I haven’t even been critical up to this point (except maybe for the difficulty, which is relentless), and that’s because all of that… is damn fun. The whole experience feels tough, but it never feels unfair. The balance of available attacks and general mannerisms of each baddie, no matter its strength or level, is usually enough to out-think the fight, which might lead to a few being predictable, but generally left me feeling like I’ve actually accomplished something. That is, apart from FOEs which move across the map continually and will make a beeline for you if they see you. But they do add tension to battles when you’ve already spent your entire party’s magic and strong attacks, and you’re left digging for whatever’s left in your bag-o’-tricks.
What may throw off new players is that the map doesn’t draw itself, nor does it display in any sort of entirety until you’ve walked over nearly every square of the area, marking down every possible… well, everything: walls, item collection points, on-site “refresh” spots (to regain HP or TP), time-specific unlocks (like certain necessary plot devices only being available at night), treasure chests, everything. And it’s drawn out one drag-and-drop icon or line drawing at a time across the gridded map “paper”. At first it was a little annoying, but it becomes second-nature after a floor, and it’s almost fun to feel like you’re actually engaging with the world that much further.
Finally, there’s the cooking system. Yup, you can collect recipes and get them back to the town restaurant, both to award yourself an upgrade for the next outing to the labyrinths or even sell to people around town. It’s a basic economic system that’s entirely optional, but it’s easy to implement and adds more money to your pocket, which can buy the armor you’ll be chronically too broke to regularly afford. Seriously, I’m bringing and selling the items to the shop that will make new stuff to help them, and I still can’t get so much as a notable discount so I can afford stuff. Again, grinding helps, but like every RPG protagonist… c’mon. I deserve a “saving the world” discount card.

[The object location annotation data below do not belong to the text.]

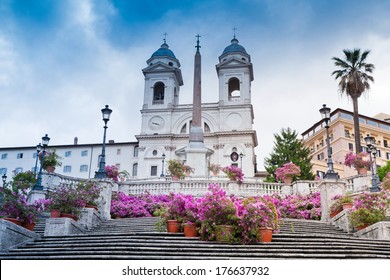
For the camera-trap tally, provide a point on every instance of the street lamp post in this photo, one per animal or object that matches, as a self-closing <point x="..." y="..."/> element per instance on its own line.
<point x="101" y="173"/>
<point x="162" y="169"/>
<point x="4" y="177"/>
<point x="39" y="149"/>
<point x="38" y="185"/>
<point x="370" y="142"/>
<point x="330" y="174"/>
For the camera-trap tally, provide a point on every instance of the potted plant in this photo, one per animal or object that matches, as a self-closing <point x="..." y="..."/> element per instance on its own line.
<point x="187" y="170"/>
<point x="258" y="219"/>
<point x="175" y="168"/>
<point x="363" y="217"/>
<point x="68" y="201"/>
<point x="89" y="192"/>
<point x="175" y="212"/>
<point x="357" y="161"/>
<point x="112" y="172"/>
<point x="214" y="168"/>
<point x="191" y="222"/>
<point x="218" y="215"/>
<point x="50" y="160"/>
<point x="287" y="172"/>
<point x="234" y="173"/>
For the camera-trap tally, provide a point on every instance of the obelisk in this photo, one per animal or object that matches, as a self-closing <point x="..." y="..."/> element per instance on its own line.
<point x="196" y="150"/>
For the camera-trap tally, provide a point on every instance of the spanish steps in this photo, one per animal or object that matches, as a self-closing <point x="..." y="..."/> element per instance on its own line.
<point x="138" y="238"/>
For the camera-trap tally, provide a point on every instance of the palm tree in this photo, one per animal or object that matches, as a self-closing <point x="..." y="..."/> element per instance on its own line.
<point x="354" y="81"/>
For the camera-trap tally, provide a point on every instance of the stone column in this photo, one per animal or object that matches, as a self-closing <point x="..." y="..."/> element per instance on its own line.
<point x="328" y="189"/>
<point x="104" y="202"/>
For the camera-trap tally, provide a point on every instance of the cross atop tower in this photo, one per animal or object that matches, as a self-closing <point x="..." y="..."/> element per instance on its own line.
<point x="197" y="43"/>
<point x="234" y="32"/>
<point x="165" y="37"/>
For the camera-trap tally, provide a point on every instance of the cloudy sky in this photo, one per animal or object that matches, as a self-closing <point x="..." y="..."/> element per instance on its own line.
<point x="62" y="61"/>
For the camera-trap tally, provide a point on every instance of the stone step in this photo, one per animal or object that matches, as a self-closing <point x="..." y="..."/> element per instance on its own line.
<point x="138" y="239"/>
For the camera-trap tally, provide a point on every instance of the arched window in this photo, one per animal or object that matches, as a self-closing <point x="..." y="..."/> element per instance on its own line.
<point x="136" y="149"/>
<point x="158" y="93"/>
<point x="184" y="128"/>
<point x="135" y="170"/>
<point x="206" y="127"/>
<point x="234" y="89"/>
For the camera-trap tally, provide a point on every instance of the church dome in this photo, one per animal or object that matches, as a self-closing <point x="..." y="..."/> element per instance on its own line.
<point x="234" y="47"/>
<point x="164" y="51"/>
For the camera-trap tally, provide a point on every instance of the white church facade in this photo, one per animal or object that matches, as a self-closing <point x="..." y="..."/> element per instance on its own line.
<point x="228" y="136"/>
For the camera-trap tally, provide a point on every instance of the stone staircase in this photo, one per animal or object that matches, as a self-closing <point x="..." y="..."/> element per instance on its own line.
<point x="139" y="239"/>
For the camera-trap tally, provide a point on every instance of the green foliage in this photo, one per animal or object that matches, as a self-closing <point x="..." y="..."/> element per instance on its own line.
<point x="383" y="170"/>
<point x="288" y="148"/>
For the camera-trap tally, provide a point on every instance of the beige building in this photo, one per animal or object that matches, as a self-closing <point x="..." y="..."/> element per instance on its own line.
<point x="342" y="141"/>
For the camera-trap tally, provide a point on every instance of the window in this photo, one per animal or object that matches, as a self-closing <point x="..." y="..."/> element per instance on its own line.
<point x="136" y="149"/>
<point x="206" y="127"/>
<point x="320" y="174"/>
<point x="234" y="89"/>
<point x="18" y="170"/>
<point x="158" y="93"/>
<point x="135" y="169"/>
<point x="84" y="168"/>
<point x="153" y="170"/>
<point x="67" y="169"/>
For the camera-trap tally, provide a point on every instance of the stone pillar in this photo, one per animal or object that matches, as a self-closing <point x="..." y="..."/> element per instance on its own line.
<point x="104" y="201"/>
<point x="328" y="189"/>
<point x="35" y="195"/>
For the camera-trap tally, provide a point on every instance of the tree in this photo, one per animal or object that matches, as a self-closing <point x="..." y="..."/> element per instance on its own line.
<point x="354" y="81"/>
<point x="287" y="147"/>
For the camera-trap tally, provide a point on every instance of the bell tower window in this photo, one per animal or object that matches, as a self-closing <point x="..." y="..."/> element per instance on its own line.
<point x="234" y="89"/>
<point x="158" y="93"/>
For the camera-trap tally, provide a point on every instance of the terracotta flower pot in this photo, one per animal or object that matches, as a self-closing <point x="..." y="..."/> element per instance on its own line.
<point x="71" y="216"/>
<point x="224" y="233"/>
<point x="264" y="234"/>
<point x="55" y="213"/>
<point x="173" y="226"/>
<point x="347" y="206"/>
<point x="29" y="226"/>
<point x="190" y="231"/>
<point x="362" y="171"/>
<point x="288" y="180"/>
<point x="50" y="169"/>
<point x="13" y="220"/>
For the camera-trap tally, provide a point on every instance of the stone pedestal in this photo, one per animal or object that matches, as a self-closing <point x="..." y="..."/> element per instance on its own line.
<point x="379" y="230"/>
<point x="89" y="218"/>
<point x="62" y="226"/>
<point x="328" y="189"/>
<point x="12" y="235"/>
<point x="35" y="195"/>
<point x="104" y="201"/>
<point x="341" y="220"/>
<point x="196" y="158"/>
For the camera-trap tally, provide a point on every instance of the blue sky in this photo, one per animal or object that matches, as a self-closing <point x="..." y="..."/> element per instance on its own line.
<point x="62" y="61"/>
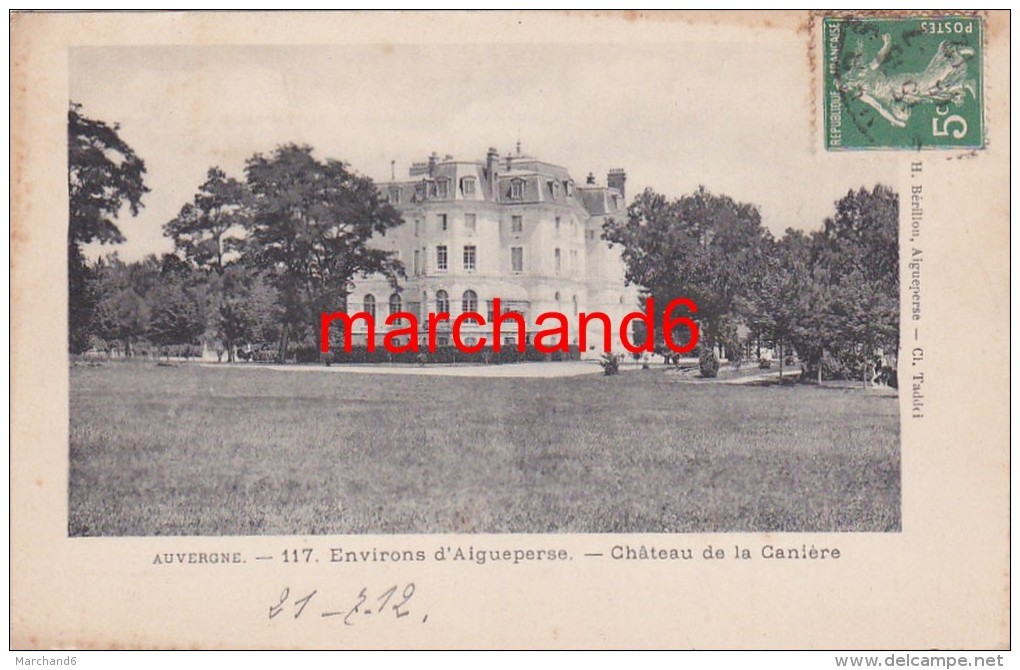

Really though, there’s a lot of content here, and it’s all worth exploring. The different character archetypes are all perfectly playable and fun to build up a personalized team with (my samurai is always named Sanjuro, in case anybody wanted to know). Difficulty might be off the scale at times, with the occasional enemy that will take going back to earlier floors to even think about taking on, and the shop gets pricey, but I can’t honestly find much fault in this game beyond that. It’s definitely too hardcore for many casual fans, but if you’re the type that enjoys a sturdy wall to break down in the name of progress, then I hope you brought some padding… sometimes, love hurts.